Projet ANR-DFG
« EIKON» : La vie des portraits grecs
Les portraits en ronde-bosse, c’est-à-dire les représentations plastiques de personnages historiques, constituent l’un des traits caractéristiques de la culture visuelle du monde antique gréco-romain, et ce dès l’époque archaïque. Dans les humanités classiques, les portraits grecs ont surtout fait l’objet d’une approche stylistique. Depuis un quart de siècle, les chercheurs les examinent d’un œil neuf, selon un angle typologique et iconographique privilégiant les analyses catégorielles (par ex. les statues de chefs politiques et militaires, de femmes ou d’intellectuels), ou selon une approche fonctionnelle qui met en évidence les usages auxquels ils étaient destinés – en tant que statues de culte, portraits votifs ou effigies honorifiques. Une troisième voie les considère encore d’après leur réception par les spectateurs antiques et leur développement littéraire dans le genre de l’ekphrasis.
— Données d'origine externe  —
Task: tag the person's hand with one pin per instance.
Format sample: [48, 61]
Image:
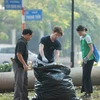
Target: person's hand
[85, 60]
[44, 59]
[25, 67]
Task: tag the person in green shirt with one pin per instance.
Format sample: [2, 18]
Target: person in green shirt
[88, 60]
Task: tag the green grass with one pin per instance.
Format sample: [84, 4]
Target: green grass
[95, 95]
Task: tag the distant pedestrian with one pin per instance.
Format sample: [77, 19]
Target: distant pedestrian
[50, 47]
[88, 60]
[20, 66]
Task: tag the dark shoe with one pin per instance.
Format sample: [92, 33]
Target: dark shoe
[86, 95]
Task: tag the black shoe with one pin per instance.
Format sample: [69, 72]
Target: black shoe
[86, 95]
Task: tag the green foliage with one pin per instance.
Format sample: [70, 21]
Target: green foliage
[5, 67]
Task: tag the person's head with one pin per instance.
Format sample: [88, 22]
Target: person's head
[81, 30]
[27, 33]
[57, 32]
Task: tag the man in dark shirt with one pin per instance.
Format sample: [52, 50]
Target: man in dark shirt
[20, 66]
[49, 47]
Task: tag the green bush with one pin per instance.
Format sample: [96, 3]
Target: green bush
[5, 67]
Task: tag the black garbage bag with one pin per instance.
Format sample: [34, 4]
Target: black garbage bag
[54, 83]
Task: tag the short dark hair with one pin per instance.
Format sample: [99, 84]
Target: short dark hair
[27, 31]
[58, 30]
[81, 28]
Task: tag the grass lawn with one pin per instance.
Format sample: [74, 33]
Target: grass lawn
[95, 95]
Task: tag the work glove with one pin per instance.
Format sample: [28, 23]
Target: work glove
[44, 59]
[85, 60]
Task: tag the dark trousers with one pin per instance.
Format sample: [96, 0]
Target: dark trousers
[21, 83]
[86, 77]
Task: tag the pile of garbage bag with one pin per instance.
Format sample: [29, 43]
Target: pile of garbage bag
[54, 83]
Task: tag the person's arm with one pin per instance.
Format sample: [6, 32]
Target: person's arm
[41, 51]
[20, 58]
[57, 53]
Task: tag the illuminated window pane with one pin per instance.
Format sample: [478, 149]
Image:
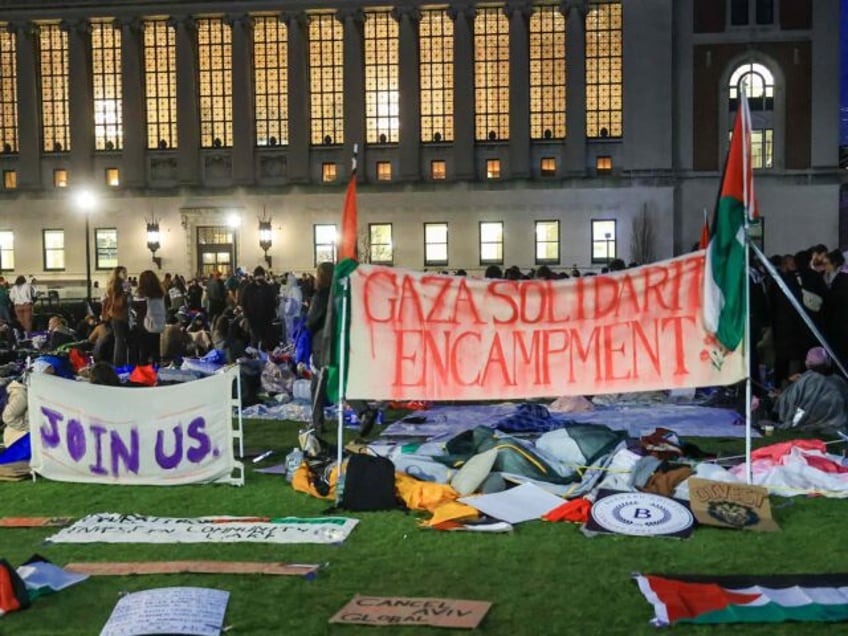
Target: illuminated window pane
[547, 73]
[326, 75]
[547, 242]
[437, 170]
[381, 250]
[53, 50]
[328, 172]
[7, 250]
[270, 63]
[384, 171]
[491, 74]
[603, 241]
[324, 243]
[106, 248]
[106, 85]
[435, 244]
[54, 249]
[493, 168]
[215, 80]
[113, 177]
[160, 84]
[491, 243]
[60, 178]
[604, 70]
[435, 41]
[8, 92]
[381, 78]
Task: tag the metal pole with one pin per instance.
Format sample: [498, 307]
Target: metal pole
[87, 259]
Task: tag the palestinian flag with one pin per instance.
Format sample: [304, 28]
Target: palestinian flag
[746, 599]
[725, 276]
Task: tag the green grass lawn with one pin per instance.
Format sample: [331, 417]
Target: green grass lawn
[543, 578]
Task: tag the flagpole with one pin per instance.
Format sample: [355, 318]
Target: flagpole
[747, 198]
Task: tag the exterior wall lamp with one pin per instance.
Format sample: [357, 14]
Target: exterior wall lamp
[153, 243]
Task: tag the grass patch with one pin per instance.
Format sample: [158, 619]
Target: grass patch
[542, 578]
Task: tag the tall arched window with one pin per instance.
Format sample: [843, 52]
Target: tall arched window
[758, 84]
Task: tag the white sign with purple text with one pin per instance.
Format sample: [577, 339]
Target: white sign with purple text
[160, 436]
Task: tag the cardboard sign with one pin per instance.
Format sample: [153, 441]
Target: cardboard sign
[423, 336]
[395, 611]
[739, 506]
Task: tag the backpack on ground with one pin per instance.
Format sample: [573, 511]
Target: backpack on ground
[369, 484]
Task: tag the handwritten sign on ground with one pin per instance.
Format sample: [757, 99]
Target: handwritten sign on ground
[113, 527]
[416, 335]
[729, 505]
[157, 436]
[396, 611]
[196, 611]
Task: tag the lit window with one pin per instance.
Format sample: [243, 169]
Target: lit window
[160, 84]
[215, 79]
[435, 40]
[8, 92]
[603, 70]
[270, 63]
[384, 171]
[54, 249]
[603, 241]
[438, 170]
[493, 168]
[381, 78]
[491, 74]
[113, 177]
[547, 73]
[106, 85]
[435, 244]
[380, 248]
[328, 172]
[547, 242]
[53, 50]
[106, 248]
[7, 250]
[491, 243]
[758, 84]
[324, 243]
[326, 79]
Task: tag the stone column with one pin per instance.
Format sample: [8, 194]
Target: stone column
[29, 119]
[298, 100]
[133, 173]
[244, 125]
[463, 95]
[188, 114]
[354, 84]
[575, 86]
[410, 93]
[519, 88]
[81, 102]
Le caractère innovant de l’ANR-DFG est de mettre délibérément l’accent sur la vie des statues après leur exposition – c’est-à-dire sur la communication et le rapport que les acteurs sociaux entretiennent avec les portraits. Ceux-ci seront étudiés en tant que médias de la mémoire et de la durée d’une représentation individuelle dans une perspective matérielle, spatiale, urbanistique, topographique et mentale. La durée de leur présence physique est ainsi interprétée en relation avec les transformations de leurs contextes concrets d’utilisation et de réception.
Pratiques du portrait et recontextualisation
EIKON porte ainsi sur les processus de réception et d’appropriation des portraits grecs, ainsi que sur les contextes médiatiques, religieux et sociaux de ces processus. Il faut donc prendre en considération deux sphères fondamentales qui concernent l’existence des portraits grecs : les actions performatives du traitement des portraits (les pratiques du portrait) et les changements dans leur placement, ou dans leurs contextes mentaux (la recontextualisation).
On désigne comme pratiques du portrait les formes directes d’utilisation, d’entretien, de complément, de transformation, etc. de statues portraits, jusqu’à leur transport dans de nouveaux contextes d’exposition ou jusqu’à leur destruction. Cette étude inclut leur utilisation lors des actes rituels.
Par ailleurs, les portraits grecs se caractérisent par un lieu d’exposition primaire qui est clairement défini comme composante d’une structure complexe sémantique et visuelle : une statue avec base et inscription, enchâssée dans un contexte fonctionnel (ex-voto/ sanctuaire ; honneur/agora ; funéraire, etc.) et donc inscrite dans des rapports spatiaux et visuels immédiatement perceptibles (statues voisines, cheminements/axes visuels, surélévation, intégration dans une architecture, dans un bâtiment spécifique, etc.). Une fois le portrait érigé, ces environnements ne restent que relativement stables : on assiste dès lors à des recontextualisations. Les transformations peuvent survenir directement en rapport avec la statue portrait elle-même, afin que l’attention soit concentrée expressément sur cet objet (par déplacement, encadrement architectural secondaire, ajout supplémentaire de statues, effacement ou renouvellement de l’inscription, etc.). Ou encore, les conditions générales s’exercent indépendamment de la statue portrait, par des réaménagements extérieurs des environs du lieu d’exposition (agrandissement du temple voisin, exposition d’un groupe statuaire à proximité, stoa en arrière-plan, etc.). Des formes indirectes de la recontextualisation des portraits sont également pratiquées par représentation dans d’autres médias : soit dans la littérature et l’historiographie (descriptions, sélection comme exemples), soit par reproduction.
Chronologie et espace du projet
L’étude commence avec le début du Ve siècle, car c’est le moment où l’individualisation physionomique des portraits devient un phénomène important dans la sémantique des portraits, qui changent de signification dans l’espace politique de la polis. La période qui s’étend du IVe au I er siècle voit l’apogée du portrait grec, en particulier sous la forme des statues honorifiques, qui peuplèrent en grand nombre les places publiques et les temples. Le corpus examiné dans le cadre d’EIKON ne va pas au-delà du Ier siècle av. J.-C. et exclut expressément l’époque impériale, qui est bien étudiée et où le phénomène de la copie, bien établi, crée un tout autre contexte. Si l’accent est mis sur des lieux emblématiques du monde grec, qui offrent un riche matériel mis au jour (notamment Délos, Athènes, les sanctuaires panhelléniques et Pergame), des cas moins connus seront également exploités.